Vom Campus zum Image: Emotionalisierungsstrategien der Hochschularchitektur im diskursiv-medialen Feld
Im WS 2013/14 beschäftigt sich die Studiengruppe (Übung) in Fortsetzung der thematischen Schwerpunkte der letzten Semester mit dem Zusammenhang von Affekt und Universitätscampus bzw. Hochschularchitektur.
In den vorangegangenen Semestern haben wir diskutiert, inwieweit Universitätscampen und ihre Bauten in der Tradition utopischer Entwürfe stehen, etwa um Raum für ideale Lerngemeinschaften zu schaffen oder gesellschaftliche Neuanfänge institutionell zu unterfüttern. Utopien haben stets ein Interesse an der Generierung und Kanalisierung von affektiven Haltungen und emotionalen Einstellungen und übersetzen diese in Raumentwürfe. Frage war also, ob dies auch an Universitätsbauten und ihren räumlichen Kontexten plastisch wird.

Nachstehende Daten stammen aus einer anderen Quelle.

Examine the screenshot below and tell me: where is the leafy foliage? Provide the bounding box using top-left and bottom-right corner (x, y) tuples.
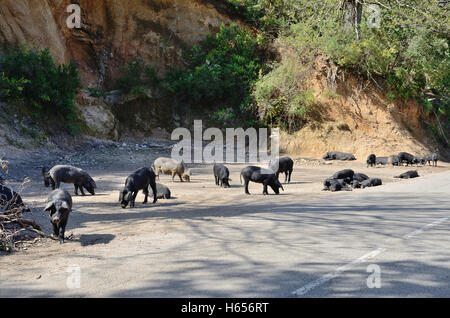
(244, 0), (450, 137)
(0, 48), (81, 132)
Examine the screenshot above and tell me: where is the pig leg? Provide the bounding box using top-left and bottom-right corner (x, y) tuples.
(263, 182), (269, 195)
(58, 220), (67, 244)
(142, 186), (148, 204)
(244, 178), (250, 194)
(150, 182), (158, 203)
(52, 223), (59, 237)
(130, 191), (137, 208)
(78, 185), (86, 197)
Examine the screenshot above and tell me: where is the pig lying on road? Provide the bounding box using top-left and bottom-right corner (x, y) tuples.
(153, 157), (191, 182)
(42, 165), (97, 196)
(152, 183), (171, 199)
(213, 163), (231, 188)
(361, 178), (382, 189)
(422, 153), (437, 167)
(394, 170), (419, 179)
(269, 157), (294, 183)
(119, 167), (158, 209)
(366, 154), (377, 167)
(241, 166), (284, 195)
(322, 178), (351, 192)
(323, 151), (356, 160)
(44, 189), (72, 243)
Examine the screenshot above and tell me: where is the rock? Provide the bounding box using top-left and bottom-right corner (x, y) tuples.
(77, 103), (119, 140)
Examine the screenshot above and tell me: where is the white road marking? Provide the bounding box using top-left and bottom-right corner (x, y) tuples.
(292, 248), (386, 296)
(292, 216), (450, 296)
(403, 216), (450, 240)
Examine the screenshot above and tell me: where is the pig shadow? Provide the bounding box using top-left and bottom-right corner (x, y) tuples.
(79, 234), (116, 246)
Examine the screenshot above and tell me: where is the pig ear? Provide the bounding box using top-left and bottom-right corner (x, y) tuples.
(61, 201), (70, 210)
(44, 202), (55, 211)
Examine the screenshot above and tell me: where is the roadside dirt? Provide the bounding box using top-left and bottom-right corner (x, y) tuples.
(0, 143), (450, 266)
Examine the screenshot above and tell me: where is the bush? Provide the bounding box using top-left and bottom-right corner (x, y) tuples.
(165, 24), (262, 109)
(0, 48), (81, 131)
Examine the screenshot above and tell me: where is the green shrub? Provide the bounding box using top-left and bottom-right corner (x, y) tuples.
(0, 48), (81, 132)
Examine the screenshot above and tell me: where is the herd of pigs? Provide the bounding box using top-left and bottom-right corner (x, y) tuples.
(0, 152), (437, 243)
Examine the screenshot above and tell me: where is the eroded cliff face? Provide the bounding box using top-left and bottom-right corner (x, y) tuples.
(0, 0), (239, 89)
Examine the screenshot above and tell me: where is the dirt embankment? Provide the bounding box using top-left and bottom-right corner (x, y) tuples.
(281, 59), (446, 160)
(0, 0), (241, 87)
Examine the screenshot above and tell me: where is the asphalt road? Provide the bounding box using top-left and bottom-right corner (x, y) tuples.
(0, 171), (450, 297)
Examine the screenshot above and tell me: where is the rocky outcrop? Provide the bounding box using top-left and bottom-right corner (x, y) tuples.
(0, 0), (241, 88)
(75, 91), (119, 140)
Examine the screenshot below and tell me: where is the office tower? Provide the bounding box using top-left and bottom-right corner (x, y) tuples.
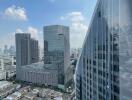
(8, 46), (16, 57)
(16, 33), (39, 79)
(44, 25), (70, 85)
(30, 39), (39, 63)
(16, 33), (31, 66)
(76, 0), (132, 100)
(4, 45), (8, 55)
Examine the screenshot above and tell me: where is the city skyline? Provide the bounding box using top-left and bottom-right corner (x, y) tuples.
(0, 0), (96, 48)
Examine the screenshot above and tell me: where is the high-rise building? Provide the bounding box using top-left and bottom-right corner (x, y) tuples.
(30, 39), (39, 63)
(16, 33), (31, 66)
(76, 0), (132, 100)
(16, 33), (39, 79)
(44, 25), (70, 85)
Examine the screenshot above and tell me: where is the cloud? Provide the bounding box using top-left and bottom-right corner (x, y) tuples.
(60, 11), (88, 48)
(4, 5), (27, 21)
(49, 0), (56, 2)
(27, 26), (39, 39)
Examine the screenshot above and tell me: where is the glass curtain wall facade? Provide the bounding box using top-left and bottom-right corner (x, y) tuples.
(76, 0), (132, 100)
(44, 25), (70, 85)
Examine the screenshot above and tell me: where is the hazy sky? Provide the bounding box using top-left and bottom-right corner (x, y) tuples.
(0, 0), (96, 48)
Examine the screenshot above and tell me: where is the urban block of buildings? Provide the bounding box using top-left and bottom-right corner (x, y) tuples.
(16, 25), (70, 86)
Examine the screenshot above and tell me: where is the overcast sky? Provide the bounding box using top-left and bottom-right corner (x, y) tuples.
(0, 0), (96, 48)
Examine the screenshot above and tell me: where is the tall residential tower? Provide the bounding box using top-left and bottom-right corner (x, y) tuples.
(15, 33), (39, 79)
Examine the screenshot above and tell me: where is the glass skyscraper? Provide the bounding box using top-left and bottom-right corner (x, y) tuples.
(44, 25), (70, 85)
(76, 0), (132, 100)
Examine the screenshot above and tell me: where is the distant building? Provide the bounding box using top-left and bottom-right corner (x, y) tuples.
(15, 33), (39, 79)
(20, 62), (58, 86)
(44, 25), (70, 85)
(30, 39), (39, 63)
(0, 56), (16, 80)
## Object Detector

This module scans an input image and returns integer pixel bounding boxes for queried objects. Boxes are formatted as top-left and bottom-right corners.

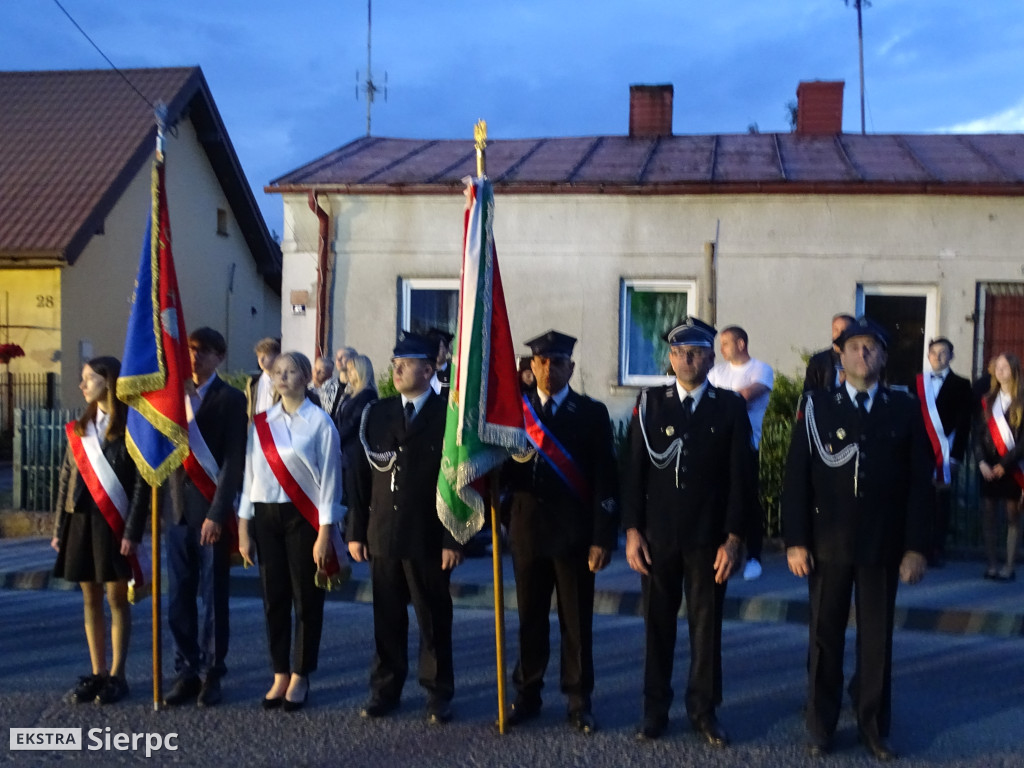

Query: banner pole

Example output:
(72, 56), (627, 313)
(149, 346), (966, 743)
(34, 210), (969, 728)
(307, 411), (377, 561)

(151, 485), (163, 712)
(490, 469), (507, 733)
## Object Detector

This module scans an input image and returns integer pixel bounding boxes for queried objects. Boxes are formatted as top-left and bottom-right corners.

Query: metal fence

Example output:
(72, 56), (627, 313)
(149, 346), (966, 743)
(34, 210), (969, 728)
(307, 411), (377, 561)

(13, 409), (78, 512)
(0, 371), (60, 457)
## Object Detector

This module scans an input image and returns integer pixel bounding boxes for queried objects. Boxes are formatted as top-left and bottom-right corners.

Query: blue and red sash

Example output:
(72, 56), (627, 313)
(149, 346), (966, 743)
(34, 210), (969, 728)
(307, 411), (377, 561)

(522, 395), (590, 502)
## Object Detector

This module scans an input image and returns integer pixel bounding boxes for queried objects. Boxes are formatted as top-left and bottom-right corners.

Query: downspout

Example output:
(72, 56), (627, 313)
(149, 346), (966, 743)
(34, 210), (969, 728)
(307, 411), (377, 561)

(309, 189), (332, 357)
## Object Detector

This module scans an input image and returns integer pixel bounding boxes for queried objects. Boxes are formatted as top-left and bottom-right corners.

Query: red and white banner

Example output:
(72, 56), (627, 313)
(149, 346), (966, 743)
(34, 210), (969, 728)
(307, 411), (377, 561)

(918, 374), (950, 485)
(65, 421), (150, 591)
(988, 395), (1024, 488)
(253, 411), (344, 577)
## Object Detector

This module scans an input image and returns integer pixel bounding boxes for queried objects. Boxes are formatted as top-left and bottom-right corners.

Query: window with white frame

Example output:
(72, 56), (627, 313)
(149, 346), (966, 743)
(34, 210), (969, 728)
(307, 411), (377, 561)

(398, 278), (459, 334)
(618, 279), (697, 386)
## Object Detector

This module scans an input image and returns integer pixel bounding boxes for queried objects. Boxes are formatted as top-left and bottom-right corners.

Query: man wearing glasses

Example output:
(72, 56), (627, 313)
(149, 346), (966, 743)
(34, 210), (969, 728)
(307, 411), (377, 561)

(623, 316), (756, 748)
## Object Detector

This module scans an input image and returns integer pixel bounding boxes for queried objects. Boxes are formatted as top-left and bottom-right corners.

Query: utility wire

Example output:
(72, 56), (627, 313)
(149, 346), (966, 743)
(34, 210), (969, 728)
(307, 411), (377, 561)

(53, 0), (157, 112)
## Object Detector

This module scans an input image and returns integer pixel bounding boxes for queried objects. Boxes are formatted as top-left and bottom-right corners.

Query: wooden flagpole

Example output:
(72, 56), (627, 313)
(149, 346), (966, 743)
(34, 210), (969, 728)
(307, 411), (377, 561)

(473, 120), (507, 733)
(151, 485), (164, 712)
(150, 101), (167, 712)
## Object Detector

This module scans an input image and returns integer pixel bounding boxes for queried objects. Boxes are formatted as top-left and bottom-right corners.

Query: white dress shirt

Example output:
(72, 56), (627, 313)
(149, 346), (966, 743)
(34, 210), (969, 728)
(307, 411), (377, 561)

(537, 384), (569, 414)
(239, 399), (344, 525)
(846, 382), (879, 413)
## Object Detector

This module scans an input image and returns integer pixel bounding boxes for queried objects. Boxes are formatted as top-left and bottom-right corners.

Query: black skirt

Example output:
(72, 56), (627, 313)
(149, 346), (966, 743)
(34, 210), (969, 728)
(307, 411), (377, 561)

(981, 474), (1021, 502)
(53, 494), (132, 584)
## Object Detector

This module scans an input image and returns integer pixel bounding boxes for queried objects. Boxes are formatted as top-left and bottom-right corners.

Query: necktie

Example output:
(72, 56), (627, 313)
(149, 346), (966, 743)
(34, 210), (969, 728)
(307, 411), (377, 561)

(683, 395), (693, 422)
(857, 392), (868, 416)
(541, 397), (555, 424)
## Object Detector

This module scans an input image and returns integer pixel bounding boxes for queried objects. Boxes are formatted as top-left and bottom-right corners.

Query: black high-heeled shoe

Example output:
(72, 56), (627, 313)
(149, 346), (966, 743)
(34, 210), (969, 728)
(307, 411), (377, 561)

(281, 677), (309, 712)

Endpunkt der exemplarischen Betrachtungen des vorletzten Semesters waren die Universitätsbauten Ferdinand Kramers für den Nachkriegscampus in Frankfurt-Bockenheim, die im Rahmen der Transformation des Standortes weitgehend von der Bildfläche verschwinden werden. Trotz ihrer betonten ‚Sachlichkeit‘ oder sogar amerikanisch-modern anmutender Coolness – gegen die Pathosformeln der traditionellen ‚Wissenschaftsschlösser‘ gesetzt – ließ sich auch hier die Intention einer Stiftung emotionaler Identifikation ausmachen. Programm war, durch zurückhaltende, aber genau kalkulierte architektonische Gesten Frei- und Entfaltungsraum nicht nur für didaktische Prozesse, sondern auch für emotionale Bindungen zu bieten. Die Aufgabe dieser über lange Jahre vernachlässigten Bau- und Raumensembles generiert nun ihrerseits wieder Affekte, wie aktuell zu beobachten.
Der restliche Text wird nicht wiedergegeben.